Jip Kemna: Ein Abschied mit Wehmut
Der niederländische Fußballer Jip Kemna wird den SC Spelle-Venhaus am Ende der laufenden Saison verlassen. Der 28-Jährige erklärt, dass seine Entscheidung aus persönlichen Gründen getroffen wurde, obwohl er erst im Januar 2026 nach einer kurzen Zeit beim HHC Hardenberg zurückgekehrt war. Kemna sagte, seine Rückkehr nach Spelle habe sich wie eine Heimkehr angefühlt, aber er spürt, dass es an der Zeit ist, neue Wege zu gehen.
Die Herausforderungen des Fußballs
Nach einer starken Regionalliga-Saison 2023/24, in der er mit acht Toren der gefährlichste Torschütze des SCSV war, hat Kemna in den letzten Monaten seine Motivation für den Fußball hinterfragt. Er äußerte, dass der hohe Aufwand und die Strapazen, die mit dem Amateurfußball verbunden sind – insbesondere die langen An- und Abfahrten sowie die vielen Trainingseinheiten – ihn stark fordern. Besonders als Vater eines eineinhalbjährigen Sohnes fällt es ihm schwer, diese Belastungen zu tragen. „Der Fußball kostet viel Zeit und Energie“, so Kemna, der diese Gedanken auch mit dem sportlichen Leiter Markus Schütte und Trainer Henry Hupe geteilt hat.
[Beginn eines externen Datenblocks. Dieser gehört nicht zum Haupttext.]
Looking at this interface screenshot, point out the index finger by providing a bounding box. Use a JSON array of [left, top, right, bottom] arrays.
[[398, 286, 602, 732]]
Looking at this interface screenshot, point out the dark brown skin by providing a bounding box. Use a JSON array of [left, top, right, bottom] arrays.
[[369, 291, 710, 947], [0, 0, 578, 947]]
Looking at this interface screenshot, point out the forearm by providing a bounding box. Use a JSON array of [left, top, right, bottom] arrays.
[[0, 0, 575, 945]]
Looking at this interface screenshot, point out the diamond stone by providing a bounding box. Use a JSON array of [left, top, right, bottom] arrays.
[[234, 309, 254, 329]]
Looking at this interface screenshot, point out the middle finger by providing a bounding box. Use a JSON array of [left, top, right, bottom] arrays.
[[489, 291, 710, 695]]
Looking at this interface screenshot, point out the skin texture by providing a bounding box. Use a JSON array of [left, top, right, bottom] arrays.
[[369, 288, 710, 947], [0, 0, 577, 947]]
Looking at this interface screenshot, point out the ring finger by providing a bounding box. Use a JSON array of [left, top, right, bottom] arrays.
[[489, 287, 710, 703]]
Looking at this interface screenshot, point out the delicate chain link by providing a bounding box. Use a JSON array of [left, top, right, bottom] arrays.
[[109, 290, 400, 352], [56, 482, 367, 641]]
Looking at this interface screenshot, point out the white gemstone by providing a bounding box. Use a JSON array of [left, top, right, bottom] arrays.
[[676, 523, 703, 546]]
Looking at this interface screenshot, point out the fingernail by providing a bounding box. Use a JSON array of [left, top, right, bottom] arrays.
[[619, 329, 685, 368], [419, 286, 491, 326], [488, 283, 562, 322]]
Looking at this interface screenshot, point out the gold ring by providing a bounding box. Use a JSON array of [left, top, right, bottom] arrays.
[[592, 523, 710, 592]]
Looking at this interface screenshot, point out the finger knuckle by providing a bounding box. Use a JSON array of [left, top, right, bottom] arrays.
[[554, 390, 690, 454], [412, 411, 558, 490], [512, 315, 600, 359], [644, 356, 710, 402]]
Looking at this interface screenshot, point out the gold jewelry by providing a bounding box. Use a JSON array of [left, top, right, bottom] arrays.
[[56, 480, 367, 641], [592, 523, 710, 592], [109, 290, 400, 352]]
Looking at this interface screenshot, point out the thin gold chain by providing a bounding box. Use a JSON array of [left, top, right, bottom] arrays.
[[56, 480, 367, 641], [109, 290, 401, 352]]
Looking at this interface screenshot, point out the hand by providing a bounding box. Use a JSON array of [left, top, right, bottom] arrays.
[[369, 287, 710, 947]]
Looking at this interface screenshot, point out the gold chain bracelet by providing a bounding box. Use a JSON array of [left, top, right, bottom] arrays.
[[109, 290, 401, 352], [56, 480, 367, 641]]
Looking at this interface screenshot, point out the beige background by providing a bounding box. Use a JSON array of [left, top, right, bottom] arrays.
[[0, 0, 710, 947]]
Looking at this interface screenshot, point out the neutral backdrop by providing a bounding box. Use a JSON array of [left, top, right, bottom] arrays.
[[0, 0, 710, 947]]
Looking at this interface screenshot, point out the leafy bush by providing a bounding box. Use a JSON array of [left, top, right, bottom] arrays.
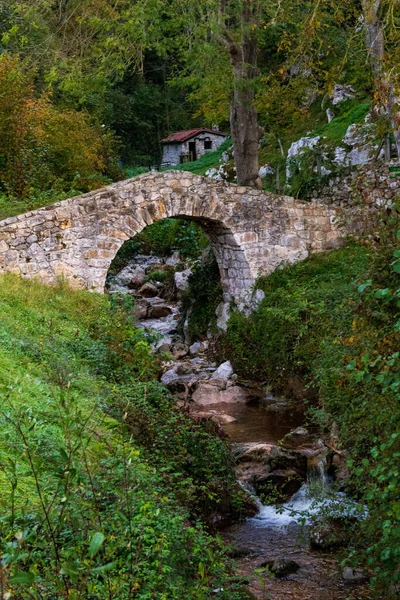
[[224, 225, 400, 600], [223, 246, 369, 390], [0, 53, 119, 199], [0, 275, 245, 600], [181, 248, 223, 340]]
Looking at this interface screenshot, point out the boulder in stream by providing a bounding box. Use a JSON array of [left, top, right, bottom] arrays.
[[133, 298, 149, 320], [192, 379, 249, 406], [211, 360, 233, 381], [310, 517, 355, 550], [174, 269, 192, 294], [259, 557, 300, 579], [342, 567, 368, 585], [171, 343, 189, 360], [138, 281, 158, 298], [233, 443, 307, 502], [148, 304, 172, 319]]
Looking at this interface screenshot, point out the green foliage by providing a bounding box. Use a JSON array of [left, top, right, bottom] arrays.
[[312, 100, 371, 143], [0, 54, 117, 206], [224, 220, 400, 600], [224, 246, 368, 389], [165, 139, 232, 175], [181, 248, 223, 340], [0, 275, 244, 600], [110, 219, 208, 274]]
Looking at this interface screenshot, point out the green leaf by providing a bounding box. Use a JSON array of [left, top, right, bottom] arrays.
[[375, 288, 390, 298], [88, 531, 105, 556], [92, 560, 117, 573], [358, 279, 372, 294], [10, 571, 35, 585]]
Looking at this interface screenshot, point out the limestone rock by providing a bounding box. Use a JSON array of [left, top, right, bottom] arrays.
[[171, 344, 189, 360], [138, 282, 158, 298], [310, 517, 351, 550], [215, 302, 230, 331], [133, 299, 149, 319], [342, 567, 368, 585], [265, 558, 300, 578], [192, 381, 249, 406], [211, 360, 233, 381], [189, 342, 201, 354], [232, 442, 307, 500], [148, 304, 172, 319], [174, 269, 192, 294], [128, 273, 146, 290]]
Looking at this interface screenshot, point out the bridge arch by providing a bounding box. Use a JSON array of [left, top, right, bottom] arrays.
[[0, 171, 344, 301]]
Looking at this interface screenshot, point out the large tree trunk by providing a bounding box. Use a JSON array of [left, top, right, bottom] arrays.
[[225, 2, 263, 189], [362, 0, 400, 157]]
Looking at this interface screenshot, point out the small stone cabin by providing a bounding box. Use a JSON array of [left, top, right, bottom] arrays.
[[161, 127, 227, 166]]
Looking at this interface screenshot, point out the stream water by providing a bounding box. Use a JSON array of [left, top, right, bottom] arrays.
[[108, 257, 369, 600]]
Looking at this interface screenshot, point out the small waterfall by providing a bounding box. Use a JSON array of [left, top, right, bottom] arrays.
[[307, 454, 330, 496]]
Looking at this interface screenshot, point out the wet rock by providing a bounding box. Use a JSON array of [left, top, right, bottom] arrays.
[[165, 252, 181, 267], [228, 546, 255, 558], [264, 469, 304, 501], [233, 443, 307, 494], [215, 302, 230, 331], [192, 381, 248, 406], [342, 567, 368, 585], [332, 83, 356, 106], [191, 410, 236, 425], [260, 557, 300, 578], [211, 360, 233, 381], [160, 368, 178, 386], [189, 342, 201, 354], [138, 282, 158, 298], [133, 299, 149, 319], [208, 376, 228, 390], [148, 304, 172, 319], [128, 271, 146, 290], [157, 344, 171, 354], [174, 269, 192, 294], [171, 344, 189, 360], [310, 517, 351, 550], [332, 452, 350, 487]]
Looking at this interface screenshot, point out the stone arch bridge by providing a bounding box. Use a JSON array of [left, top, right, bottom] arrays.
[[0, 171, 346, 301]]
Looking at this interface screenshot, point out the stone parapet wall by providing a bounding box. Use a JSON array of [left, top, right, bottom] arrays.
[[0, 171, 347, 300], [307, 162, 400, 207]]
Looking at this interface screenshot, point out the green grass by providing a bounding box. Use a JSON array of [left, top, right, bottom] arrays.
[[225, 246, 369, 390], [223, 233, 400, 600], [310, 100, 371, 143], [0, 274, 247, 600], [164, 139, 232, 175]]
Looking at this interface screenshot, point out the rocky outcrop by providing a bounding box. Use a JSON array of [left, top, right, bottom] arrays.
[[233, 443, 307, 501], [0, 171, 346, 303]]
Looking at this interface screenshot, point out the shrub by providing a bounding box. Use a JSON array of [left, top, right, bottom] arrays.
[[0, 275, 245, 600], [0, 54, 120, 199]]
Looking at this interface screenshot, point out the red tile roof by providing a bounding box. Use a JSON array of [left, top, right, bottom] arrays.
[[161, 127, 226, 144]]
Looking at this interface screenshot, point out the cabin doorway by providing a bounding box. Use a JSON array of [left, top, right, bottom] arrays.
[[189, 142, 197, 161]]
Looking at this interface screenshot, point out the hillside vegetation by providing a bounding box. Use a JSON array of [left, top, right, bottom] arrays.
[[222, 219, 400, 599], [0, 275, 247, 600]]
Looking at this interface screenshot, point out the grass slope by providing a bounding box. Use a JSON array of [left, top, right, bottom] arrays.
[[0, 275, 244, 600], [223, 234, 400, 600]]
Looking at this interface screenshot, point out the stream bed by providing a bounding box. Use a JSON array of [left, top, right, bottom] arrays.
[[108, 256, 369, 600]]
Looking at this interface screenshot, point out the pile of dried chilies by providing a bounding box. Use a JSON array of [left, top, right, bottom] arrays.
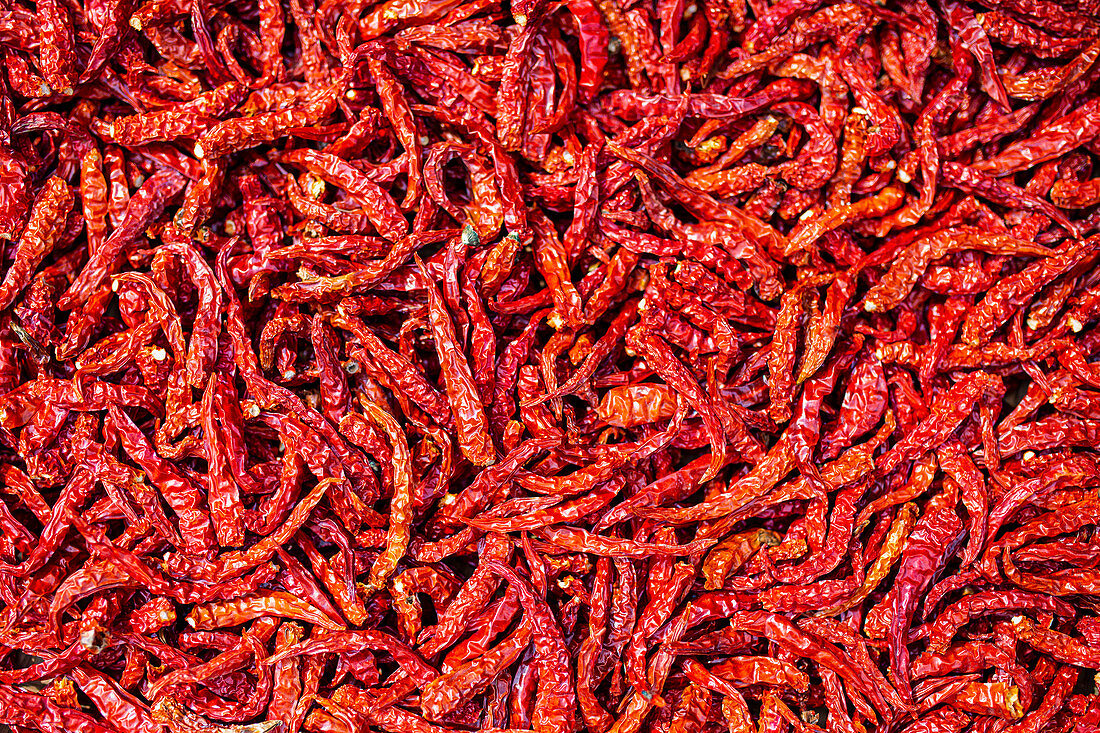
[[0, 0, 1100, 733]]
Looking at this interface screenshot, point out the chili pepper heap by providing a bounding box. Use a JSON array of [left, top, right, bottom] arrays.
[[0, 0, 1100, 733]]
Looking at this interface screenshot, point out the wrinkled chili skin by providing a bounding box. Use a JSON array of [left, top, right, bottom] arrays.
[[0, 0, 1100, 733]]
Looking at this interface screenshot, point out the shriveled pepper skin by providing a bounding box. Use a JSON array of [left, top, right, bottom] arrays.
[[0, 0, 1100, 733]]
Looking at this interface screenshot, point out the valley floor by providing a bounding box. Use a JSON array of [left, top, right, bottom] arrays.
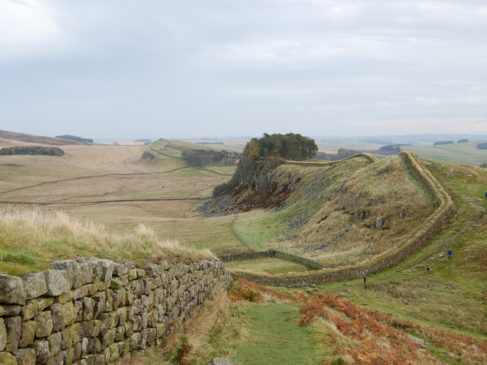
[[0, 141, 487, 365]]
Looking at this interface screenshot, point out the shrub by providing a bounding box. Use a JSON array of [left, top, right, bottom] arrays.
[[174, 335, 193, 365]]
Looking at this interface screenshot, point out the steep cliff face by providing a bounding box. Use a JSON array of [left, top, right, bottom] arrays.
[[200, 154, 291, 215]]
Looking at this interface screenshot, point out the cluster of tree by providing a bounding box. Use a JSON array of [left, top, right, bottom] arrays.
[[56, 134, 93, 143], [433, 141, 455, 146], [0, 146, 64, 156], [315, 148, 360, 161], [213, 133, 318, 196], [181, 149, 240, 167], [248, 133, 318, 161], [134, 138, 152, 146]]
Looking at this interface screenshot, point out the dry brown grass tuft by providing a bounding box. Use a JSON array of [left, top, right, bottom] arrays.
[[0, 208, 214, 274]]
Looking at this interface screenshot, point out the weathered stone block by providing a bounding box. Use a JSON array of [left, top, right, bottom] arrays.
[[128, 269, 137, 281], [35, 311, 53, 338], [85, 354, 106, 365], [110, 275, 129, 290], [106, 343, 120, 362], [34, 340, 51, 364], [4, 317, 22, 352], [93, 292, 107, 318], [102, 328, 116, 348], [22, 272, 47, 300], [47, 332, 63, 354], [83, 338, 102, 354], [101, 260, 115, 282], [115, 326, 125, 341], [55, 290, 74, 304], [0, 352, 17, 365], [47, 351, 63, 365], [0, 274, 27, 305], [51, 260, 82, 289], [44, 270, 71, 297], [51, 302, 77, 332], [0, 318, 7, 351], [113, 263, 129, 276], [81, 319, 101, 337], [130, 332, 142, 350], [19, 321, 37, 347], [0, 305, 22, 317], [111, 288, 126, 309], [82, 297, 95, 321], [63, 347, 74, 365], [76, 260, 93, 284], [117, 307, 127, 326], [73, 342, 82, 360], [15, 349, 36, 365]]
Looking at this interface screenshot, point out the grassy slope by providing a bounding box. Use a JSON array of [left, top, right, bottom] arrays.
[[0, 130, 80, 145], [401, 141, 487, 166], [0, 210, 212, 275], [329, 162, 487, 339]]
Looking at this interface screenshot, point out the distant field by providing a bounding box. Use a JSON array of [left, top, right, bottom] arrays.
[[0, 137, 246, 264], [401, 141, 487, 166]]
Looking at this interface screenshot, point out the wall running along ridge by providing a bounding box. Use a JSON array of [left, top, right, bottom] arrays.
[[0, 258, 231, 365], [231, 152, 455, 287], [219, 250, 324, 270]]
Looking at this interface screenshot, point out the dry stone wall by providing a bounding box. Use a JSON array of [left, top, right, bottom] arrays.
[[220, 250, 324, 270], [0, 258, 231, 365]]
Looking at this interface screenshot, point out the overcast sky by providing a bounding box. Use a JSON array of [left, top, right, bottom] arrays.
[[0, 0, 487, 138]]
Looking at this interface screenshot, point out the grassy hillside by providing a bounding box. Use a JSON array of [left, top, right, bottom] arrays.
[[401, 141, 487, 166], [0, 130, 80, 146], [133, 161, 487, 365], [142, 138, 235, 176], [206, 151, 436, 270]]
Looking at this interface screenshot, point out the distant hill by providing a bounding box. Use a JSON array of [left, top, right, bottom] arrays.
[[56, 134, 93, 143], [0, 130, 80, 146]]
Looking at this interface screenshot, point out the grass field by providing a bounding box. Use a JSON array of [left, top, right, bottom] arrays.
[[401, 141, 487, 166], [0, 142, 246, 273]]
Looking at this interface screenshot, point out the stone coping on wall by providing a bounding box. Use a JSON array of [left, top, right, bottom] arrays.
[[227, 152, 455, 287], [0, 258, 231, 365]]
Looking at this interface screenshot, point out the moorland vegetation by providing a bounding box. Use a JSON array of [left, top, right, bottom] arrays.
[[0, 146, 64, 156], [56, 134, 93, 143]]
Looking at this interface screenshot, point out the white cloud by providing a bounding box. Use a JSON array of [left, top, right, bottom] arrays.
[[0, 0, 64, 61]]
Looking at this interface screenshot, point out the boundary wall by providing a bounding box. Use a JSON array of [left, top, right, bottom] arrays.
[[231, 152, 455, 287], [220, 250, 324, 270], [0, 258, 231, 365]]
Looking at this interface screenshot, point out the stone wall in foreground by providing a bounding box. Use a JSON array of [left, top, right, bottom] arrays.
[[0, 258, 231, 365]]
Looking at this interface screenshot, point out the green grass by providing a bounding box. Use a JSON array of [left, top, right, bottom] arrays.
[[234, 158, 369, 251], [320, 162, 487, 339], [401, 141, 487, 166], [224, 302, 325, 365]]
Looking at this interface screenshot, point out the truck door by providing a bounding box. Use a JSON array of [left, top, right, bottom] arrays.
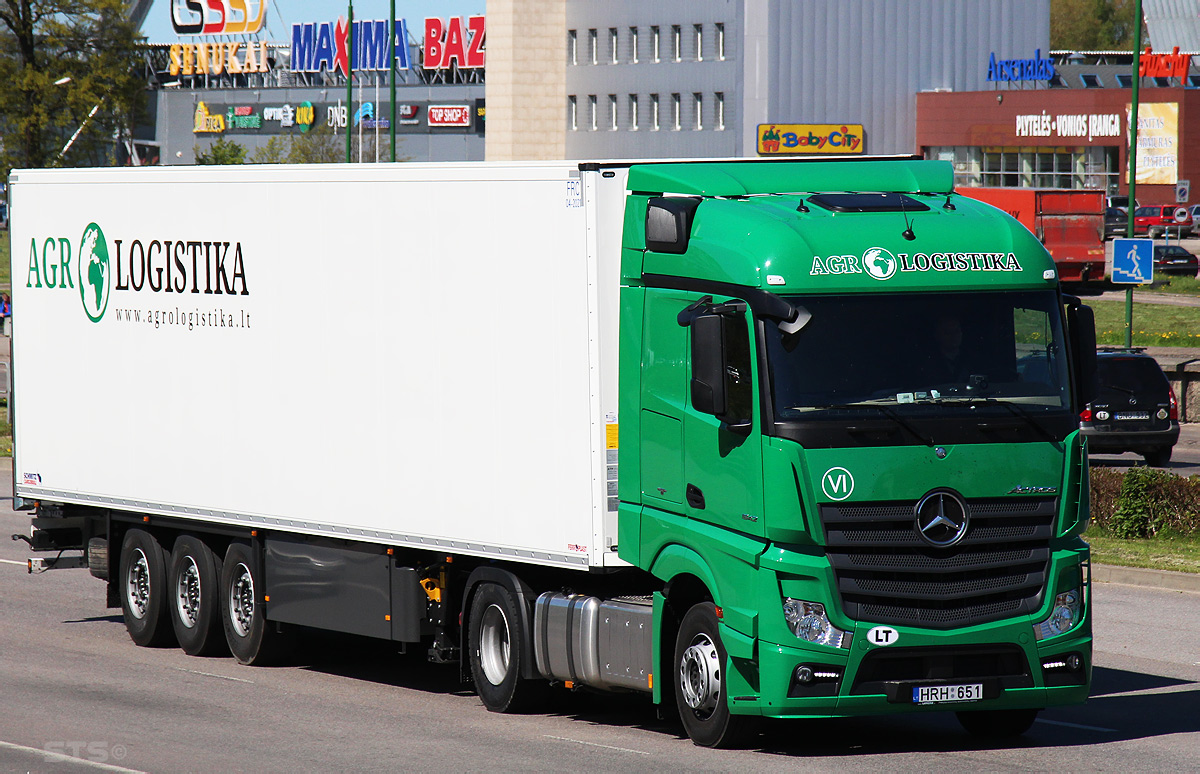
[[683, 296, 764, 536]]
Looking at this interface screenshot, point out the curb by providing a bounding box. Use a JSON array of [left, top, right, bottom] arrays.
[[1092, 564, 1200, 594]]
Perspektiven nach dem SC Spelle-Venhaus
Der gebürtige Oldenzaaler plant, nach seiner Zeit beim SC Spelle-Venhaus nicht ins höherklassige Amateurfußball zurückzukehren. Kemna denkt darüber nach, in die Kreisklasse zu wechseln, um mit Freunden zu spielen und das Fußballspielen wieder in einem entspannteren Umfeld zu genießen. Seine endgültige Entscheidung steht noch aus, aber er ist offen dafür, seinen Weg neu zu gestalten. „Wenn ich merke, dass mir das nicht gefällt, kann ich immer noch anders orientieren“, sagt Kemna. Der SC Spelle-Venhaus wird seinen angestammten Spieler in der verbleibenden Rückrunde weiterhin unterstützen, während alle Beteiligten den Abschied mit einem weinenden und einem lachenden Auge betrachten.